Bab 19 – Menapak Jalan Baru: Gereja Tanpa Nama, tapi Penuh Kebenaran
Minggu pagi itu, suasana rumah Rio dan Nia terasa hening, bukan karena sepi, tapi karena hati mereka sedang penuh dengan satu keputusan besar.
Bukan lagi rutinitas terburu-buru berangkat ke gereja lokal. Tidak ada baju formal yang disiapkan dengan rapi. Tak ada catatan PA mingguan yang dicetak. Hanya ada secangkir kopi, Alkitab, dan satu layar laptop yang memutar rekaman video pengajaran tentang "Keselamatan oleh Anugerah Murni" dari Esra Soru.
Rio mematikan video setelah menit ke-27. Ia menoleh ke Nia. “Kamu yakin?”

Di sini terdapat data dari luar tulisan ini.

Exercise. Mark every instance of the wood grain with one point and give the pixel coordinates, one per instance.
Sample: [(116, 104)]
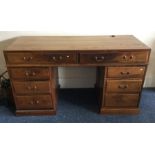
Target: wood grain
[(63, 43)]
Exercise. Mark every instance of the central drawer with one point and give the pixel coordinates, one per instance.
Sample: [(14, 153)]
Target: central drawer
[(32, 73), (33, 87), (123, 86), (125, 72), (121, 100), (34, 102), (114, 57), (41, 58)]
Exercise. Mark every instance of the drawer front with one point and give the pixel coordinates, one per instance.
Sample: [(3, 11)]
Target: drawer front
[(34, 102), (31, 87), (40, 58), (114, 57), (121, 100), (123, 86), (125, 72), (29, 73)]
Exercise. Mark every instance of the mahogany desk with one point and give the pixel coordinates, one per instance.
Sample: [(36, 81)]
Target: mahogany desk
[(121, 63)]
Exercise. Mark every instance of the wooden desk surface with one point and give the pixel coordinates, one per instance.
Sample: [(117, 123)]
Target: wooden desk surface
[(62, 43)]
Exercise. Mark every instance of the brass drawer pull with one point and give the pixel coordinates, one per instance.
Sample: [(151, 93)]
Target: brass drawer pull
[(60, 57), (99, 59), (125, 73), (27, 74), (33, 74), (35, 87), (27, 58), (29, 88), (34, 102), (123, 86), (54, 58), (30, 74), (37, 102), (31, 102), (124, 57)]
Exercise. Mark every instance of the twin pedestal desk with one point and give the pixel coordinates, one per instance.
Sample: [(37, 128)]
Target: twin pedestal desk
[(121, 63)]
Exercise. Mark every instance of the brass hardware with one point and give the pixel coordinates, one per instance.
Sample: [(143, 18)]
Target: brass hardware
[(123, 86), (99, 59), (31, 102), (37, 102), (131, 57), (35, 87), (26, 73), (125, 73), (33, 73), (124, 57), (29, 88), (60, 57), (54, 58)]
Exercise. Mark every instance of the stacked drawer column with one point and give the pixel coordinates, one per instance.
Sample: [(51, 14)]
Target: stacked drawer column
[(122, 89)]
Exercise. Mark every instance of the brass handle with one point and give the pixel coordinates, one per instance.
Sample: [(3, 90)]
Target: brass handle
[(37, 102), (31, 102), (27, 58), (125, 73), (35, 87), (27, 73), (29, 88), (131, 57), (124, 57), (30, 74), (99, 59), (60, 57), (33, 73), (123, 86), (54, 58)]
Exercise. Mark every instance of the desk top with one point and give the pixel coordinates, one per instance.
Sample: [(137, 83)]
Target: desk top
[(62, 43)]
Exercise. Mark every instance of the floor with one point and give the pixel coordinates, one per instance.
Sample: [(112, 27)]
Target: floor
[(79, 106)]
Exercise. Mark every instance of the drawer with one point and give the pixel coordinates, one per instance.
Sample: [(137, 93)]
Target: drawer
[(31, 87), (121, 100), (34, 102), (30, 73), (40, 58), (123, 86), (125, 72), (114, 57)]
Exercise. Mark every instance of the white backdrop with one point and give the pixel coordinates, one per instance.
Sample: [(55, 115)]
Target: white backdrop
[(79, 17)]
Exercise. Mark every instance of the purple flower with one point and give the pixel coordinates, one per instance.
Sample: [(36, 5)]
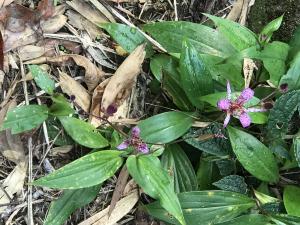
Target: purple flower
[(135, 141), (236, 107)]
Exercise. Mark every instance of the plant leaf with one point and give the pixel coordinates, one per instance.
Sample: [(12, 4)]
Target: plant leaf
[(25, 118), (255, 157), (165, 127), (178, 165), (204, 140), (291, 200), (71, 200), (147, 171), (205, 39), (128, 37), (42, 79), (86, 171), (292, 77), (195, 77), (83, 133), (232, 183), (206, 207), (252, 219), (60, 106), (239, 36), (276, 67)]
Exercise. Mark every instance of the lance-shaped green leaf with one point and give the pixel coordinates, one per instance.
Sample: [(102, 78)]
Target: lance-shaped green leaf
[(86, 171), (83, 133), (42, 79), (195, 76), (252, 219), (178, 165), (206, 207), (291, 200), (71, 200), (128, 37), (165, 127), (254, 156), (205, 39), (25, 118), (270, 28), (147, 171), (60, 106), (239, 36)]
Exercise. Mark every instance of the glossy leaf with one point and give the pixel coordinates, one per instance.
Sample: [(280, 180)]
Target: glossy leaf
[(280, 116), (276, 67), (291, 200), (252, 219), (165, 127), (128, 37), (205, 39), (147, 171), (292, 77), (204, 140), (25, 118), (254, 156), (206, 207), (239, 36), (270, 28), (70, 200), (232, 183), (60, 106), (175, 161), (42, 79), (195, 77), (86, 171), (83, 133)]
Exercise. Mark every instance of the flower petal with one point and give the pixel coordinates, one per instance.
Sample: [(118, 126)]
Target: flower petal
[(142, 147), (245, 96), (224, 104), (125, 144), (228, 90), (227, 119), (135, 132), (245, 119)]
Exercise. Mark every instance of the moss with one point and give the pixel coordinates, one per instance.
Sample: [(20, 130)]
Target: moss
[(263, 11)]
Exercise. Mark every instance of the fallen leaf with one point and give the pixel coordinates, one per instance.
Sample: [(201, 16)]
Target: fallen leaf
[(122, 208), (121, 83), (73, 88), (93, 74)]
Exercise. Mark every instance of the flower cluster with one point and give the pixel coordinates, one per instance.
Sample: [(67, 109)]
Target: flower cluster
[(135, 141), (236, 107)]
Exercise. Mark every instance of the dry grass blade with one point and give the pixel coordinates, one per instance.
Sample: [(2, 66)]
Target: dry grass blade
[(120, 84), (122, 208), (119, 189), (72, 87)]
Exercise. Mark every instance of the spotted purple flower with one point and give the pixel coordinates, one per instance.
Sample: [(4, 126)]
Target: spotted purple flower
[(135, 141), (236, 107)]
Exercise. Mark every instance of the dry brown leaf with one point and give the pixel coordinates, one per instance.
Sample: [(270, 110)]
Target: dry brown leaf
[(93, 74), (60, 150), (120, 84), (87, 11), (71, 87), (122, 208)]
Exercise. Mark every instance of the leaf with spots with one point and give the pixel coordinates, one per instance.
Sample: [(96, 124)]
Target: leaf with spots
[(254, 156), (178, 165), (25, 118), (83, 133), (147, 171), (205, 207), (42, 79), (86, 171), (71, 200)]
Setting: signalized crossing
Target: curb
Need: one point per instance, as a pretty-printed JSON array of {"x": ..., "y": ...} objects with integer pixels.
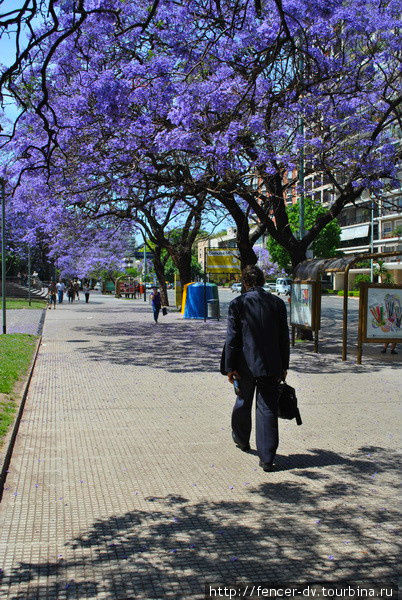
[{"x": 11, "y": 436}]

Nia mengangguk mantap. “Aku yakin. Lebih baik kita sembah Tuhan dalam roh dan kebenaran—walau di ruang tamu kecil ini—daripada memaksakan diri duduk dalam ruangan besar yang mengaburkan Injil.”

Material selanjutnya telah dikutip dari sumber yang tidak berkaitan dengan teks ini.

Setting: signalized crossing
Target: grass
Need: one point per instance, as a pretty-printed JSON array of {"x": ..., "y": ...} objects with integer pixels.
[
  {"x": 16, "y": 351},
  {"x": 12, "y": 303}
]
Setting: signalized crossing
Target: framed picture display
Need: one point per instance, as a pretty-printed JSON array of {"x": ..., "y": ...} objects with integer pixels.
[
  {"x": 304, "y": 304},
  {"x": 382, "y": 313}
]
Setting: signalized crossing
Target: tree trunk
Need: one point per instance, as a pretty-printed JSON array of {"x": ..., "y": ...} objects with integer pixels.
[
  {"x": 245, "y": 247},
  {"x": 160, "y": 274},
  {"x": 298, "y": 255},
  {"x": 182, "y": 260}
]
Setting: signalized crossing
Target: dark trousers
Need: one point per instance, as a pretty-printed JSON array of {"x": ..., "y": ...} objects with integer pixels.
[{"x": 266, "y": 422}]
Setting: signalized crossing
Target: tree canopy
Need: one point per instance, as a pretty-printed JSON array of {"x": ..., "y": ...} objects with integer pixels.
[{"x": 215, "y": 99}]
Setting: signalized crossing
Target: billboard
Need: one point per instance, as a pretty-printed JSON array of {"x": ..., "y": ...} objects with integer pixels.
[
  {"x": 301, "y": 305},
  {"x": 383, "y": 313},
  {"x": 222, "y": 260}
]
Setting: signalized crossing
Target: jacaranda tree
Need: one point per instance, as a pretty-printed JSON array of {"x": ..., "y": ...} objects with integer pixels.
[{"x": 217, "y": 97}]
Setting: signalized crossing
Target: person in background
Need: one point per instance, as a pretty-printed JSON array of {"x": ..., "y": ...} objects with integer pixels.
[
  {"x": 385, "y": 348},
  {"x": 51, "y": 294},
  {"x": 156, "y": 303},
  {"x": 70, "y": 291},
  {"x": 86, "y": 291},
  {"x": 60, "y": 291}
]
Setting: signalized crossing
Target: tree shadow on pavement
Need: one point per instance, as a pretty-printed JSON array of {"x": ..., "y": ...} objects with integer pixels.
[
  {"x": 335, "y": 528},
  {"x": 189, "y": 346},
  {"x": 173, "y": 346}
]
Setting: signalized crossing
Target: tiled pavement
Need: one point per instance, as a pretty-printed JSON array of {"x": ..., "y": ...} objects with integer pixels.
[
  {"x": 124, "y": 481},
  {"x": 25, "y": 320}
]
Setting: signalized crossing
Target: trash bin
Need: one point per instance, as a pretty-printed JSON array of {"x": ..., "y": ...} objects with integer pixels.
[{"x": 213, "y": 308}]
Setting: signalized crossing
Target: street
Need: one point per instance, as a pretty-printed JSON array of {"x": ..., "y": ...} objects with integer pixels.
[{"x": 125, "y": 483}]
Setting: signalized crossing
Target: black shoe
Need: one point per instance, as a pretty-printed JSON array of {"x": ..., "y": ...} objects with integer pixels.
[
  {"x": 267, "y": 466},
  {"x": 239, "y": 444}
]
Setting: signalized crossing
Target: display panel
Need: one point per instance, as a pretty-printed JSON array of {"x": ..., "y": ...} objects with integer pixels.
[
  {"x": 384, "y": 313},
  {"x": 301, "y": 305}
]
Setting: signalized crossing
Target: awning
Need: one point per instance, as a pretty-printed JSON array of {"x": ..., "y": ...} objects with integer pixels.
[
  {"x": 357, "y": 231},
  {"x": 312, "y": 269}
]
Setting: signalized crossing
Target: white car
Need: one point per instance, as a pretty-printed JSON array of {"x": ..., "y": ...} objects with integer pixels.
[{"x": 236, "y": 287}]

Bukan berarti mereka menyerah. Sebaliknya, keputusan itu adalah bentuk tanggung jawab iman yang tak bisa ditunda lagi. Mereka bukan lari dari gereja, tapi sedang kembali kepada Gereja yang sejati—yang tidak diikat gedung, struktur, atau nama sinode, tapi berdiri di atas dasar Kristus dan firman-Nya.
Mereka mulai mengadakan pertemuan kecil di rumah. Beberapa teman yang diam-diam membaca makalah mereka akhirnya menghubungi—ada yang datang untuk berdiskusi, ada pula yang hanya ingin belajar ulang doktrin Total Depravity atau Imputed Righteousness.
“Kita nggak sedang bikin gereja baru, Ni,” kata Rio saat mereka hanya berdua di malam itu. “Tapi kalau kelak Tuhan percayakan komunitas yang bertumbuh dalam kebenaran, ya kita layani.”
Nia tersenyum lembut. “Tuhan nggak perlu institusi besar buat melestarikan kebenaran-Nya. Cukup dua atau tiga orang berkumpul dalam nama-Nya… dan Dia hadir.”
Rio menyentuh tangan istrinya. “Dan kamu tahu, Ni, ini semua nggak akan mungkin kulakukan tanpa kamu. Dukunganmu, keberanianmu, dan bahkan—humor absurd kamu itu—itu semua menguatkanku tiap hari.”
Nia terkekeh. “Makanya kamu jangan suka anggap enteng jokes-jokes recehku ya, Bos. Itu bentuk common grace Tuhan juga, lho.”
Mereka tertawa. Bukan karena semua masalah sudah selesai. Tapi karena mereka tahu, mereka berjalan di jalan yang benar. Meski sepi. Meski sunyi. Meski penuh risiko.
Di meja kerja, Rio menempelkan selembar ayat di dinding:
“Aku tahu segala pekerjaanmu: lihat, Aku telah membuka sebuah pintu bagimu, yang tidak dapat ditutup oleh siapa pun.”
(Wahyu 3:8)
Bab ini bukan akhir dari kisah mereka. Tapi awal dari babak baru:
Sebuah perjalanan tanpa panggung besar, tapi dengan firman yang murni.
Tanpa gelar, tapi penuh ketekunan.
Tanpa banyak pengikut, tapi setia kepada Sang Kebenaran.